Powers and authorities
The internet is slowly becoming ’centralised’. It’s colossal influence and control is increasingly wielded by this tiny group of brands. None of them are inherently bad but, at the end of the day, these organisations must deliver financial success to shareholders. That compels them to behave in certain ways.
This growing centralisation of authority and control means there are changes afoot in our world, whether intended or not.

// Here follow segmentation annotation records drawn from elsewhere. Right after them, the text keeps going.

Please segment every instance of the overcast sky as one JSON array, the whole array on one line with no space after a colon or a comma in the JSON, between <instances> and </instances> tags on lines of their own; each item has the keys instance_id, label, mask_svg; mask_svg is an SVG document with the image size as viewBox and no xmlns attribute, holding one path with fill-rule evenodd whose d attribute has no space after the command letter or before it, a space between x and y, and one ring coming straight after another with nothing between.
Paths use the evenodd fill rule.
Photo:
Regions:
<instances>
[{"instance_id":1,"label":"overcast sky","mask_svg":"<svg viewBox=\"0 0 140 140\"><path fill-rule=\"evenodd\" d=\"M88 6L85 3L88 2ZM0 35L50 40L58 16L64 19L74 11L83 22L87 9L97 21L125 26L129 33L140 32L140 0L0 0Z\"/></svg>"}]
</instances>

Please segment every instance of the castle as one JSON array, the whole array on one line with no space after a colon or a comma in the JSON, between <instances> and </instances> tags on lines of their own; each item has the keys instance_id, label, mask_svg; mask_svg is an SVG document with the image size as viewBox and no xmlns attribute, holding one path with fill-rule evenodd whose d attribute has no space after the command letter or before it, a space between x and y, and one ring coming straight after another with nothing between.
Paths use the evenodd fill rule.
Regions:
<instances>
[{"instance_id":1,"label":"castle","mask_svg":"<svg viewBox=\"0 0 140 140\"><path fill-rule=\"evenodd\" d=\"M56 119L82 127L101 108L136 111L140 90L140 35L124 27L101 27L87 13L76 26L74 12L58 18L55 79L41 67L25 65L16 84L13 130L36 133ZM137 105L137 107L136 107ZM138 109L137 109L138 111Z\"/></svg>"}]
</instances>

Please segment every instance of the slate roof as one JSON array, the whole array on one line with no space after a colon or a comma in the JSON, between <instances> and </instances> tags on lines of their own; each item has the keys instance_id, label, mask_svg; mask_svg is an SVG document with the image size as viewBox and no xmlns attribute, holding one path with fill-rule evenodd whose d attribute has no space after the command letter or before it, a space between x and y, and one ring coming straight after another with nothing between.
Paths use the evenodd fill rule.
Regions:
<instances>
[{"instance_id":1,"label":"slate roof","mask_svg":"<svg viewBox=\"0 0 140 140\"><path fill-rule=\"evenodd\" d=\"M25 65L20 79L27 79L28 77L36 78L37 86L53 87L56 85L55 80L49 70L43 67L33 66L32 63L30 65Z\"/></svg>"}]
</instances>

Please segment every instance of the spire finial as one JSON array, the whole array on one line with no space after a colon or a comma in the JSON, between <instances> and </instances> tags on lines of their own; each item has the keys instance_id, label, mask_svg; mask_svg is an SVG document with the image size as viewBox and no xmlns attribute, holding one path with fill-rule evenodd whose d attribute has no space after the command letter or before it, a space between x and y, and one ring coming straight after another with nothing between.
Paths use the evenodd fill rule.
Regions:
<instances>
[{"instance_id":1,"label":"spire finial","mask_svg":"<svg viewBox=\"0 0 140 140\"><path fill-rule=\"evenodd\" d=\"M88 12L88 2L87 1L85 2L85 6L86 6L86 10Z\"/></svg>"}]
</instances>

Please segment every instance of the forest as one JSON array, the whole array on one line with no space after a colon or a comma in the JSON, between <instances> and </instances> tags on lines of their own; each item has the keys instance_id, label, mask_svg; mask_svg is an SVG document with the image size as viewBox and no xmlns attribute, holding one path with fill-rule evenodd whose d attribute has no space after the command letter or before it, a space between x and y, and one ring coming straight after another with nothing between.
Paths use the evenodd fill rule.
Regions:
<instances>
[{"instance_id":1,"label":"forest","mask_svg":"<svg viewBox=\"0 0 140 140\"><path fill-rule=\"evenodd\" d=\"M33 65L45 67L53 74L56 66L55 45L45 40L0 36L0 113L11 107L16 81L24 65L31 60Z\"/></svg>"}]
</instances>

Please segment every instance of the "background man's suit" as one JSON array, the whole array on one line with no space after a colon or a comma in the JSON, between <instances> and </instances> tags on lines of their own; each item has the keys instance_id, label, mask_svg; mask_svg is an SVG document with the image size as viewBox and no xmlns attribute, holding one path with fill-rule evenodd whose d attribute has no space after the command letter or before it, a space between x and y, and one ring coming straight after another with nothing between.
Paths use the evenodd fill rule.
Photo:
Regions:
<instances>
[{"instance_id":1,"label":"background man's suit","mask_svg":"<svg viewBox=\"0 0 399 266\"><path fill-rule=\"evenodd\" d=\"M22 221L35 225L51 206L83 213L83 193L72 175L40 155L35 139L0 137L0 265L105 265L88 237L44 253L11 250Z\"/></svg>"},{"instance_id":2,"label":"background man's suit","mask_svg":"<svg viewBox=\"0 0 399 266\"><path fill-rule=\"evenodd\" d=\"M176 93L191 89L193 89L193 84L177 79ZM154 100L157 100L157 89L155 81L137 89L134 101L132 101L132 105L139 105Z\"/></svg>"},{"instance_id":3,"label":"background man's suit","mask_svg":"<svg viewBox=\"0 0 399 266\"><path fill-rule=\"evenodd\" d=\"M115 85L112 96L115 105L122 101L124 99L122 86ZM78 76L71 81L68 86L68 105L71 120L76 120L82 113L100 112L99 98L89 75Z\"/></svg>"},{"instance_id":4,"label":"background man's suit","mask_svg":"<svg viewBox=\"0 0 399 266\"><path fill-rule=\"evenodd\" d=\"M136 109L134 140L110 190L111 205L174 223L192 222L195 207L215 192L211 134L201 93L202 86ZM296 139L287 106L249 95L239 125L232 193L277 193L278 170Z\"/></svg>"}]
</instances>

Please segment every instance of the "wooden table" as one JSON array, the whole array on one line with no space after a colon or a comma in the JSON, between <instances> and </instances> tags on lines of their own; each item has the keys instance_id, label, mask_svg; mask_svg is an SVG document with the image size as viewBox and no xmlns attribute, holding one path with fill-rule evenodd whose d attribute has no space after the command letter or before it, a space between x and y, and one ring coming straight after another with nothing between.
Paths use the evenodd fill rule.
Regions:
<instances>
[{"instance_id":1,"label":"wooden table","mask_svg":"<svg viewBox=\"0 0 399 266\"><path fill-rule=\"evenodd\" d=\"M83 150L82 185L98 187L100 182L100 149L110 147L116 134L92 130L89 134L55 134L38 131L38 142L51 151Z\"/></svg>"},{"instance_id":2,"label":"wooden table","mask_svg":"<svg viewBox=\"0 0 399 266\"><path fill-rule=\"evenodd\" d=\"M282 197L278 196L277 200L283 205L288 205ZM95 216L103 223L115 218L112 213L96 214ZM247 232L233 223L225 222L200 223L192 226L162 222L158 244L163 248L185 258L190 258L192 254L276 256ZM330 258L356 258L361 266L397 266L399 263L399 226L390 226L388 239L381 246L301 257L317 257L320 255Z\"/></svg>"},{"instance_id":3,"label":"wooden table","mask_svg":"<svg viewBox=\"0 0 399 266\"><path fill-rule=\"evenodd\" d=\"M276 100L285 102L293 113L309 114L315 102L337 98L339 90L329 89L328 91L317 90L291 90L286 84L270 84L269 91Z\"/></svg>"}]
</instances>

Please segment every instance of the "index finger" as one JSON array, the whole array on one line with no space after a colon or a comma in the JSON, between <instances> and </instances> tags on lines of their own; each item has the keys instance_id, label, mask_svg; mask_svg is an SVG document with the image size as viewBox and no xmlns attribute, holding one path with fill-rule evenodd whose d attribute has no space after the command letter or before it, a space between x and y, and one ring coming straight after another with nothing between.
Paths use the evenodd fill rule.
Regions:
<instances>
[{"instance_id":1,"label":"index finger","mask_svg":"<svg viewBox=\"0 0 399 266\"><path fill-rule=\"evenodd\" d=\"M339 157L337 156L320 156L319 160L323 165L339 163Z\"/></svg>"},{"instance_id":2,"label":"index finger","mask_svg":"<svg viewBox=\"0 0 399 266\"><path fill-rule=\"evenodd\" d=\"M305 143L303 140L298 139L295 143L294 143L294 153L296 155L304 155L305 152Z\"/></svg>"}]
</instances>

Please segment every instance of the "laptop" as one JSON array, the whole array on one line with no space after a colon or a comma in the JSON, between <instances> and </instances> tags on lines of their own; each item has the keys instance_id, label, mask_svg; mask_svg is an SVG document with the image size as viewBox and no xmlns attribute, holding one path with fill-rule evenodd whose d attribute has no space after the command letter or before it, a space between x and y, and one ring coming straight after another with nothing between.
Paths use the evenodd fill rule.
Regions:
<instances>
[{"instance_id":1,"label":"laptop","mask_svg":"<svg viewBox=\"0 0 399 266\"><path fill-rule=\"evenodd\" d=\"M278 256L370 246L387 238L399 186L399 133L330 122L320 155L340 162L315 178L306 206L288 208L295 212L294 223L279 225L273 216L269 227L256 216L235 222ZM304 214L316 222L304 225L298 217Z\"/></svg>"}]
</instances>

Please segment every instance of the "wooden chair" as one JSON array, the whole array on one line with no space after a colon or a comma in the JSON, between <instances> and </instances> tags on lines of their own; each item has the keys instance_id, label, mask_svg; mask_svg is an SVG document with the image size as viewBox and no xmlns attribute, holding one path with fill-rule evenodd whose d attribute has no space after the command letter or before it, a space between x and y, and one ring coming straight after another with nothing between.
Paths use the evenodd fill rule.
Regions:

In case you still need convincing, observe how Facebook, Twitter and Google have become the key battleground for modern warfare between nation states, including direct attacks on industries, the power to manipulate crowds and interfere with democratic elections.
In more than one place in the New Testament (including Ephesians 6:12), Paul warns of the dangers of not recognising how much influence alternative rulers, authorities and powers can command – that means any earthly power that offers an alternative to God’s authority. The addictive nature of technology, combined with mass gathering of personal data and their sheer reach into population groups gives tech giants colossal authority.
As Christians, we are all prone to unhealthy addictions, but we should not be mastered by anything of this world. The Christian life requires us to have one ultimate authority, which is Jesus Christ. Anything that competes becomes one of Paul’s powers and authorities. The Christian life also requires us to do more than scan and surf. Spiritual depth requires us to be able to pray for more than a couple of minutes, to memorise scripture, to love God with all our mind and, occasionally, to be able to disconnect and live at least our Sabbath in ‘airplane mode’.
Will these brands continue to serve us, or is there a point at which they become idols of our time, with us serving them? Watch this space over the next 12 months.